The Finance Ministry has agreed to further engagement on discounted benchmark reversal after a crucial meeting with other stakeholders.
The meeting was attended by the Finance Minister Ken Ofori Atta, trade union leaders, Customs and the Ghana Revenue Authority (GRA) to conclude on what was termed” satisfactory values for importation”, TV3’s Nancy Vukania who monitored the event reported on Thursday, January 6.
The reversal affects 143 items under three categories prescribed by the Ghana Revenue Authority.
The benchmark value, which is the amount taxable on imports, was reduced by 50 per cent for some goods. The government had hoped that this was going to scale up the volume of transactions of make Ghana’s ports competitive.

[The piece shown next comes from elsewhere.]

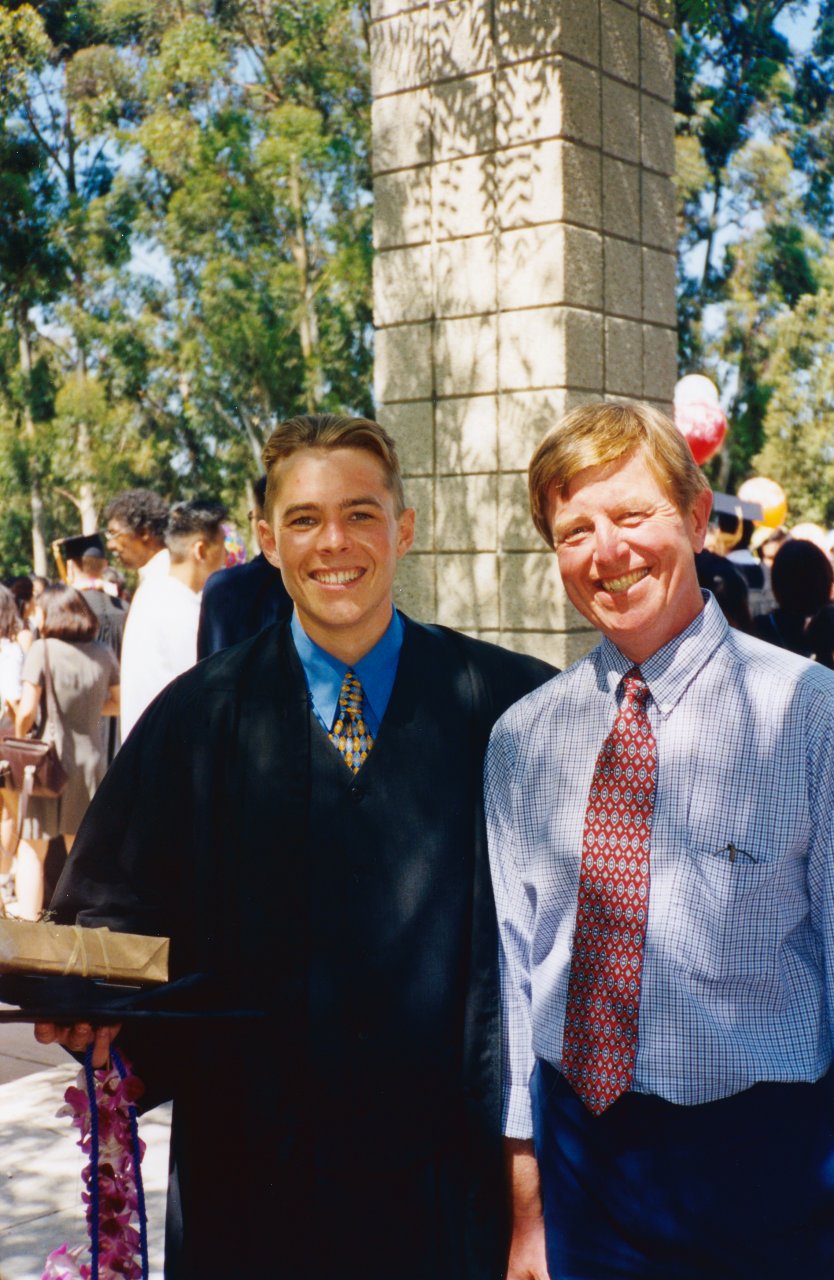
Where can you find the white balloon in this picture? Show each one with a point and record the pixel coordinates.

The government decided to reverse this decision after it met opposition from the Association of Ghana Industries and the Ghana Union of Traders Association (GUTA).

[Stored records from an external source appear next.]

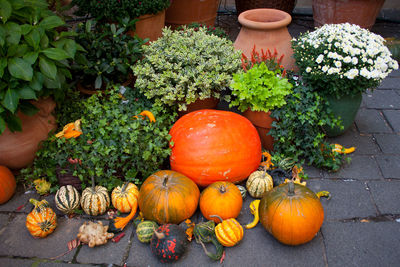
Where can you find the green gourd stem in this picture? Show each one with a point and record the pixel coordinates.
(291, 188)
(124, 187)
(217, 216)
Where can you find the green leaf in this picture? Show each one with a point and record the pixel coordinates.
(2, 125)
(27, 108)
(31, 57)
(13, 32)
(26, 93)
(10, 100)
(3, 65)
(47, 67)
(33, 39)
(55, 53)
(5, 10)
(51, 22)
(21, 69)
(37, 81)
(14, 123)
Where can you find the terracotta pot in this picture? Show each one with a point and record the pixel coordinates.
(208, 103)
(266, 28)
(262, 121)
(183, 12)
(150, 26)
(360, 12)
(17, 150)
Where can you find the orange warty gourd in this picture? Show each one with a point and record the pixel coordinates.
(213, 145)
(7, 184)
(168, 197)
(222, 199)
(292, 213)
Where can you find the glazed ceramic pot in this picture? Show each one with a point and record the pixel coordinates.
(360, 12)
(346, 108)
(262, 121)
(150, 26)
(17, 150)
(266, 29)
(183, 12)
(208, 103)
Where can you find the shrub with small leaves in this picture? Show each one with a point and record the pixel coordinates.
(114, 145)
(183, 66)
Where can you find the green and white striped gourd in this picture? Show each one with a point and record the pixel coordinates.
(67, 199)
(145, 230)
(258, 183)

But it met opposition from trade unions including the Ghana Union of Traders Association (GUTA) and Importers and Exporters Association of Ghana (IEAG).

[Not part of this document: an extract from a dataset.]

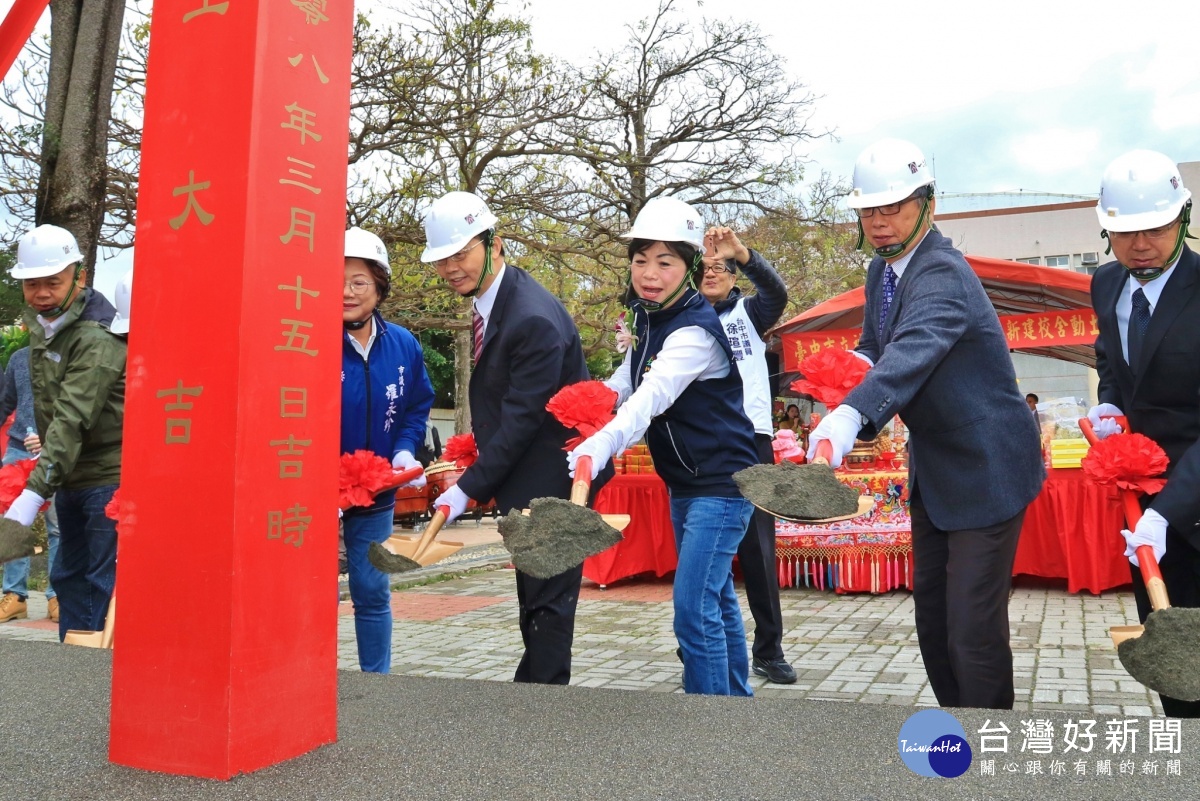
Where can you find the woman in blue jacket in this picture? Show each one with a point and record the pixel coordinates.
(681, 387)
(385, 403)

The Executive Secretary of the IEAG, Sampson Asaki Awingobit, served notice to sue the government over the reversal of the 50 per cent benchmark on the value on imports if the GRA does not stop the move.
He told 3FM’s Napo Ali Fuseini in an interview on Wednesday, January 5 that the reversal smacks of illegality for which he is calling on the GRA to stop.
“This benchmark value issue has to be dealt with legal way because. This benchmark value issue is illegal on its own. You cannot say you have created a data trade price somewhere that nobody knows how and manner you are getting the price data,” he said.
The IEAG said this decision would be detrimental to the business community if it is not stopped immediately.
According to the IEAG, it would also lead to many businesses losing their cargoes since importers would have to pay more outside their budgets even at this crucial time at the beginning of a new year.
A statement signed by their Executive Secretary Sampson Asaki Awingobit said on Tuesday, January 4 that ” the position taken by government and by extension the Ghana Revenue Authority GRA on this matter would be detrimental to the business community if it is not reversed immediately.
“It would lead to many businesses losing their cargoes since importers would have to pay more outside their budgets even at this crucial time at the beginning of a new year. In the very likely event that such importers are not able to raise the additional funds to clear their goods on time, issues of uncleared cargo list UCL would pop up and huge losses to demurrage would set in.
“Therefore, the IEAG is calling on the government and for that matter the GRA to withdraw this directive with immediate effect. The IEAG demands that such importers be given at least 14 working days to clear their already cleared cargoes from the port without the new 50% benchmark values.”
Mr Awingobit further revealed that he would sue the government if it doesn’t alt the reversal.